McLaren’s Oscar Piastri admitted that an eighth-place finish in last weekend’s Formula 1 Bahrain Grand Prix was “not a bad way to start the year, compared to last year.”
12 months ago things were a very different story for Piastri and McLaren as the initial McLaren MCL60 proved to be both uncompetitive and unreliable in race trim.
Piastri was resigned to the pit garage 13 laps into his F1 debut, while Lando Norris visited the pits six times with a continual neumatic issue and finished two laps down in 17th.
However, McLaren capitalised on its momentum to close out last term to end with eighth for Piastri and sixth for Norris in 2024, representing a stark improvement.
“We will definitely take it,” said Piastri post-race.
“The pace was more or less how I thought it would pan out. We’re very close with Mercedes, Ferrari seem a bit of a step ahead, Red Bull a clear step ahead.
“Honestly, not a bad way to start the year.”
Bahrain presents a unique challenge with its abrasive surface and Piastri’s team-mate Norris has previously labelled it as somewhat of a bogey track for McLaren.
Looking ahead, the high-speed Jeddah layout in Saudi Arabia should serve the MCL38 better – given it is an evolution of the high-speed-corner specialist that was the updated MCL60.
“We’ll see what the next few circuits have in store for us,” Piastri added.
“Some quicker layouts and very different tarmac.
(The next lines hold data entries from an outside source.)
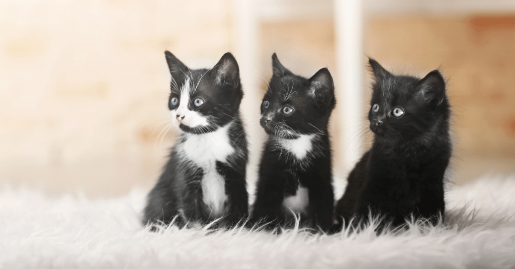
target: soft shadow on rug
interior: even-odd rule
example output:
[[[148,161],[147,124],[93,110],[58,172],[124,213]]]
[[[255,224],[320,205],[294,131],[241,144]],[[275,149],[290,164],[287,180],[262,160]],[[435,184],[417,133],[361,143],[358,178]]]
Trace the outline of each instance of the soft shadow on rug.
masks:
[[[447,223],[375,235],[165,227],[140,224],[146,192],[49,199],[0,193],[0,267],[515,268],[515,176],[451,187]]]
So we’ll see if that suits us better or worse. Hopefully better.
“I feel like on a personal note, it was a decent race. So yeah, I’m pretty pleased.”
McLaren vaulted itself into the best-of-the-rest conversation in the latter half of last season with a raft of upgrades that saw it ascend into a genuine podium contender.
After Max Verstappen’s rampant victory in Bahrain on Saturday it very much looks like the conversation will again lead to who will pick up the pieces in the Dutchman’s wake.
Despite proceedings being close in qualifying, with half a second covering polesitter Verstappen back to Piastri on the end of the fourth row, in race conditions that gap transformed.
Norris in sixth was 48 seconds behind the lead Red Bull, with Piastri a further eight seconds back on his team-mate as the two McLarens were split by Lewis Hamilton.
The Australian driver isn’t panicking though and remains realistic about the Woking-based squad’s expectations compared to the reigning Constructors’ Champions.
“It was a bit more realistic for what we expected to be honest,” he commented.
“They look in a pretty similar pace to last year, you know, similar kind of gap. So not a massive surprise and in the races last year, they were always quicker than they were in qualifying.
“Maybe still not quite as far ahead as we first feared at the start of testing, but still a long way ahead.”